2. The plaintiff is granted leave to recall and qualify its expert witness, Mr D. Elliot, and lead his evidence relating to:
(a) The true value at risk of the building owned by the plaintiff which was damages by the fire which occurred in June 2016;
(b) The value of the loss suffered by the plaintiff as a result of the damage by fire in June 2016, such value of loss to include the cost of demolition and debris removal;
(c) The effect of the application of the average condition on the plaintiff’s claim.
3. The plaintiff is ordered to pay the costs of the application to re-open its case.
4. The plaintiff is ordered to pay the wasted costs occasioned by second defendant’s application for absolution from the instance.”
[2] The appellant and respondent in this appeal were cited in the court a quo as
the second defendant and plaintiff respectively.
[3] The appellant was aggrieved by the judgment of the court a quo, and it now
appeals to this court. The appeal is predicated on the main grounds that the court
a quo committed misdirection when exercising discretion granting the respondent
leave to re-open its case to lead further evidence.
[4] The appeal is opposed by the respondent.
[5] It is trite law that decision of the High Court to grant re-opening of the plaintiff’s case for the purposes of leading evidence involves an exercise of judicial discretion; and in the manner as stated in Mkhwanazi v Van Der Merwe and Another 1970 (1) SA 6091 at 613E where the Appellant Division (now the Supreme Court of Appeal) stated, with reference to the case of Oosthuizen v Stanley 1938 AD 322, as follows:
“Several considerations have a bearing on the cause of such discretion, for instance the reason for the plaintiff’s failure to call the witness before, the danger of prejudice to the opposite party owing to his being no longer able to bring back his witnesses, and, of course the materiality of the evidence. In an application for leave to lead fresh evidence in this court the test as to materiality layed down in Colman v Dunbar (1933 AD 141) is that the evidence tendered must be presumably to be believed and such that it would be practically conclusive. In a trial court, however, in my judgment, the test of materiality should be held to be satisfied where the evidence tendered, if believed, is material and likely to be weighty.’”

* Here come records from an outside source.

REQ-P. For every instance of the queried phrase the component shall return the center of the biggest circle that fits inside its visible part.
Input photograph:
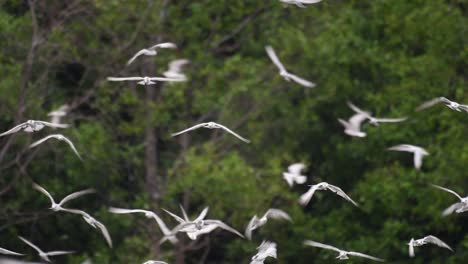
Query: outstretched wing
(358, 254)
(320, 245)
(437, 241)
(341, 193)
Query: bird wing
(320, 245)
(362, 255)
(44, 191)
(301, 81)
(296, 168)
(72, 146)
(224, 226)
(30, 244)
(40, 141)
(119, 79)
(188, 129)
(437, 241)
(272, 54)
(9, 252)
(431, 103)
(76, 195)
(341, 193)
(202, 214)
(277, 214)
(57, 253)
(13, 130)
(305, 198)
(447, 190)
(234, 134)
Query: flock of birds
(199, 226)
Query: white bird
(450, 104)
(342, 254)
(353, 125)
(175, 69)
(152, 51)
(300, 3)
(164, 229)
(374, 120)
(211, 125)
(144, 80)
(266, 249)
(57, 114)
(58, 206)
(293, 175)
(200, 226)
(305, 198)
(257, 222)
(59, 137)
(31, 126)
(45, 255)
(9, 252)
(426, 240)
(283, 72)
(92, 222)
(418, 153)
(459, 207)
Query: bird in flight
(32, 126)
(257, 222)
(293, 175)
(301, 3)
(58, 206)
(418, 153)
(374, 120)
(450, 104)
(459, 207)
(342, 254)
(152, 51)
(265, 250)
(144, 80)
(211, 125)
(305, 198)
(426, 240)
(283, 72)
(45, 255)
(175, 69)
(148, 214)
(59, 137)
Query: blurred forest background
(385, 56)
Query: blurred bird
(144, 80)
(418, 153)
(426, 240)
(342, 254)
(211, 125)
(450, 104)
(31, 126)
(257, 222)
(175, 69)
(459, 207)
(374, 120)
(148, 214)
(92, 222)
(283, 72)
(45, 255)
(300, 3)
(59, 137)
(293, 175)
(152, 51)
(266, 249)
(305, 198)
(58, 206)
(57, 114)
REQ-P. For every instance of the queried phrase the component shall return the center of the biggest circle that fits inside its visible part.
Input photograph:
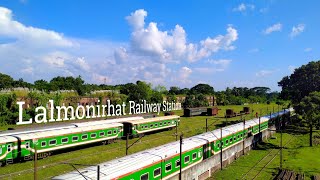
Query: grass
(189, 126)
(297, 156)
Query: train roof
(153, 119)
(50, 133)
(131, 163)
(106, 121)
(134, 162)
(36, 129)
(6, 139)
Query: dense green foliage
(302, 89)
(60, 89)
(301, 82)
(241, 95)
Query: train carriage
(8, 149)
(136, 127)
(50, 141)
(158, 163)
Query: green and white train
(17, 145)
(163, 162)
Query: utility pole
(221, 144)
(206, 124)
(98, 172)
(244, 126)
(35, 160)
(180, 168)
(127, 142)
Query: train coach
(18, 145)
(137, 127)
(23, 146)
(163, 162)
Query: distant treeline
(42, 90)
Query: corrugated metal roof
(38, 135)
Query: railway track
(255, 170)
(187, 129)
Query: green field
(53, 165)
(297, 156)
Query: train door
(206, 151)
(127, 128)
(26, 149)
(9, 152)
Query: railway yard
(264, 162)
(92, 155)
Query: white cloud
(254, 50)
(273, 28)
(292, 68)
(169, 46)
(215, 66)
(136, 19)
(307, 49)
(265, 73)
(243, 7)
(184, 74)
(296, 30)
(36, 53)
(264, 10)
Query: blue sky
(171, 43)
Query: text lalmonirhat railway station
(94, 111)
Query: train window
(178, 163)
(64, 140)
(85, 136)
(186, 159)
(144, 176)
(156, 172)
(168, 167)
(9, 147)
(75, 138)
(194, 156)
(43, 144)
(52, 142)
(27, 145)
(94, 135)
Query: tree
(309, 109)
(174, 90)
(203, 89)
(301, 82)
(161, 89)
(6, 81)
(41, 85)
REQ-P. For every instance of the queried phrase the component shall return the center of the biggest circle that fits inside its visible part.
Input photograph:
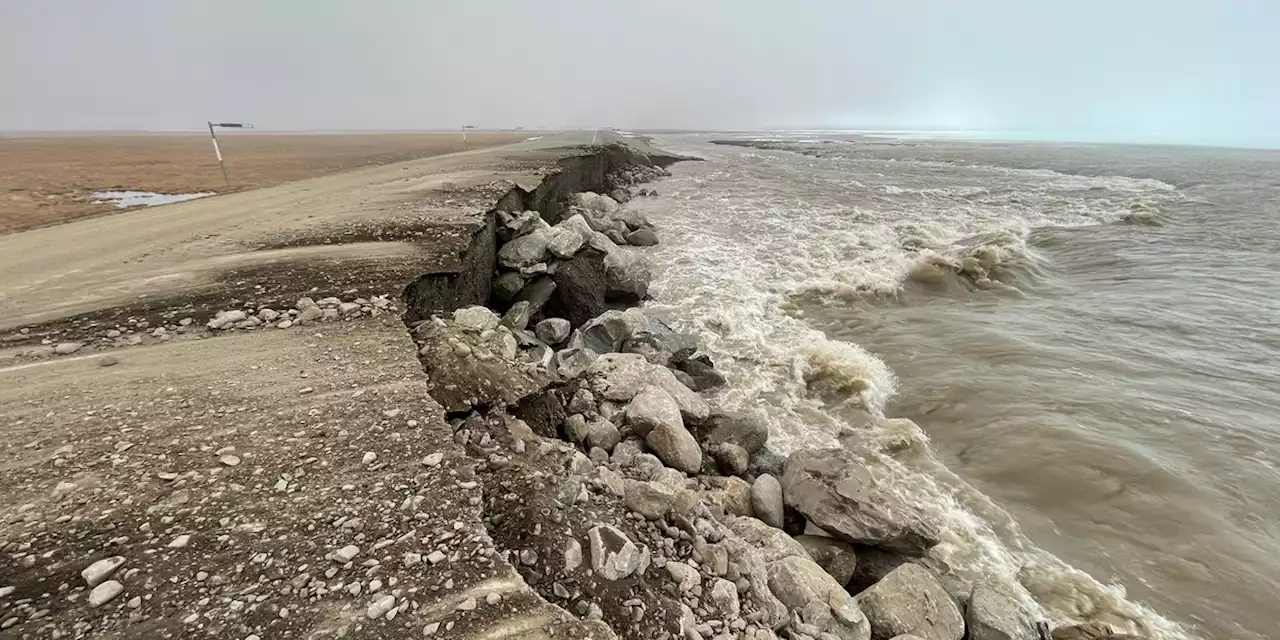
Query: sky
(1144, 71)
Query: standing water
(1083, 334)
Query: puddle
(127, 199)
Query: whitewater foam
(748, 232)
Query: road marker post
(219, 151)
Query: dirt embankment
(49, 179)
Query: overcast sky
(1196, 71)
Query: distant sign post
(218, 151)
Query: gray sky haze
(1175, 71)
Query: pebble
(104, 593)
(346, 553)
(379, 607)
(99, 571)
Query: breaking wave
(752, 238)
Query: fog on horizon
(1144, 71)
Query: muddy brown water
(1084, 333)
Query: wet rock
(993, 616)
(731, 458)
(613, 554)
(580, 287)
(507, 286)
(611, 329)
(767, 499)
(745, 430)
(836, 557)
(553, 330)
(912, 600)
(526, 250)
(538, 293)
(643, 238)
(803, 585)
(844, 499)
(649, 499)
(626, 275)
(65, 348)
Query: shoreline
(671, 521)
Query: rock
(309, 315)
(703, 375)
(649, 499)
(835, 556)
(675, 447)
(513, 225)
(580, 287)
(571, 364)
(993, 616)
(65, 348)
(910, 600)
(595, 202)
(603, 434)
(803, 585)
(101, 570)
(731, 458)
(380, 607)
(565, 242)
(723, 599)
(611, 329)
(844, 499)
(626, 277)
(553, 330)
(517, 316)
(652, 407)
(771, 543)
(767, 499)
(105, 593)
(507, 286)
(737, 496)
(613, 554)
(526, 250)
(475, 319)
(745, 430)
(643, 238)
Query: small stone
(379, 607)
(99, 571)
(346, 553)
(105, 593)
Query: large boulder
(845, 499)
(835, 556)
(620, 376)
(526, 250)
(580, 286)
(912, 600)
(627, 277)
(472, 361)
(745, 430)
(817, 598)
(767, 501)
(995, 616)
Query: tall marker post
(218, 151)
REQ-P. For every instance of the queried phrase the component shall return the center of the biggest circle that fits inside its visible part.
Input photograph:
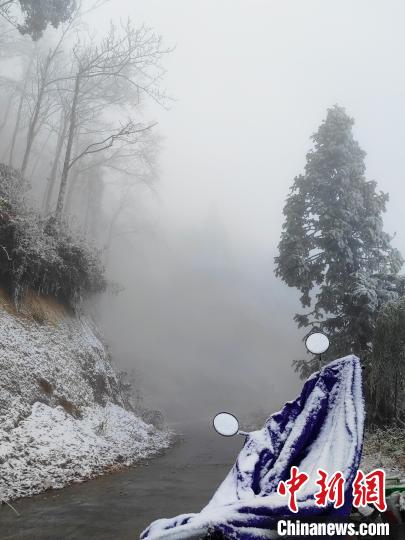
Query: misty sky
(202, 316)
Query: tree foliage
(333, 247)
(38, 254)
(36, 14)
(387, 370)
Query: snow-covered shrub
(42, 255)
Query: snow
(322, 428)
(62, 417)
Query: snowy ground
(61, 412)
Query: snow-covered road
(119, 506)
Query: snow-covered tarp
(321, 429)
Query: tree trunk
(18, 119)
(31, 131)
(52, 175)
(66, 163)
(7, 113)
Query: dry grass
(39, 308)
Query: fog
(202, 318)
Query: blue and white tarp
(321, 429)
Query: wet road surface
(119, 506)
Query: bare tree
(120, 70)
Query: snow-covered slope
(61, 413)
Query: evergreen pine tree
(333, 247)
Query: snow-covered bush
(40, 254)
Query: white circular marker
(317, 343)
(226, 424)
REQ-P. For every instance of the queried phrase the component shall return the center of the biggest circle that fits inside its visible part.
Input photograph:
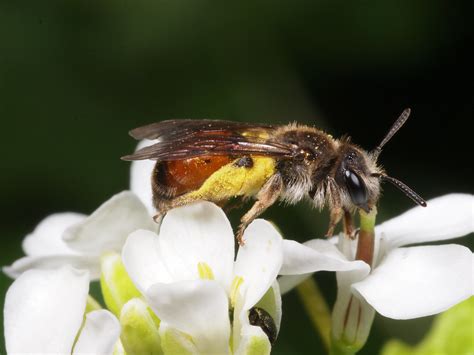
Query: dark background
(75, 76)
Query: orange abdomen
(189, 174)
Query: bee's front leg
(349, 230)
(266, 197)
(335, 206)
(335, 215)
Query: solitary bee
(218, 160)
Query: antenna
(404, 188)
(394, 129)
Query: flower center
(205, 272)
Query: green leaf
(452, 333)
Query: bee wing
(176, 129)
(216, 141)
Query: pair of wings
(187, 138)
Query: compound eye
(356, 188)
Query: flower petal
(289, 282)
(100, 333)
(199, 308)
(315, 255)
(197, 233)
(253, 341)
(446, 217)
(142, 260)
(109, 226)
(259, 260)
(44, 310)
(175, 342)
(419, 281)
(140, 178)
(90, 263)
(46, 239)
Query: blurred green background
(75, 76)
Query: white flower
(44, 313)
(77, 240)
(190, 279)
(405, 282)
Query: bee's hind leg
(164, 206)
(266, 197)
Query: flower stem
(317, 309)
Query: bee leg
(336, 212)
(335, 215)
(266, 197)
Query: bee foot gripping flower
(403, 282)
(190, 279)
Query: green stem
(366, 239)
(317, 309)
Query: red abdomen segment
(189, 174)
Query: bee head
(354, 176)
(359, 176)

[6] To appreciate the reasoning of the court a quo and the appropriateness or otherwise of the grounds of appeal, I must recount the background facts very briefly. I choose to do so because that exercise has already been done fully in the judgment of the court a quo.
[7] On 28 June 2016 an insured building, owned by the respondent, was destroyed in a fire. A claim to re-instate the building was made against Santam (Pty) Ltd, the duly appointed insurer of the building, which settled the claim in an amount agreed to between it and the respondent. The amount of settlement was less than its insured value of the building based on the application of the average condition contained in the insurance policy. As against the appellant, the respondent sued it for payment of damages in the sum of R3 079 224,77 being the amount by which the insurer reduced the claim. The alleged basis of the claim against the appellant is that it was the Agent for the respondent, and the employee of the appellant, one Ms Wait, who had caused the building to be underinsured. At the trial the respondent led the evidence of one Mr D. Elliot, the quantity surveyor, to testify on the facts which led to the quantification of the insurance claim at the time when the risk occurred, after the insurance cover. But the legal representatives for the respondent did not qualify Mr Elliot to testify as an expert witness for the purposes of supporting the issues of liability and quantum of the claim. After the end of the respondent’s case, the appellant applied for absolution from the instance on the basis that the evidence of the expert’s quantification of the respondent’s claim was lacking.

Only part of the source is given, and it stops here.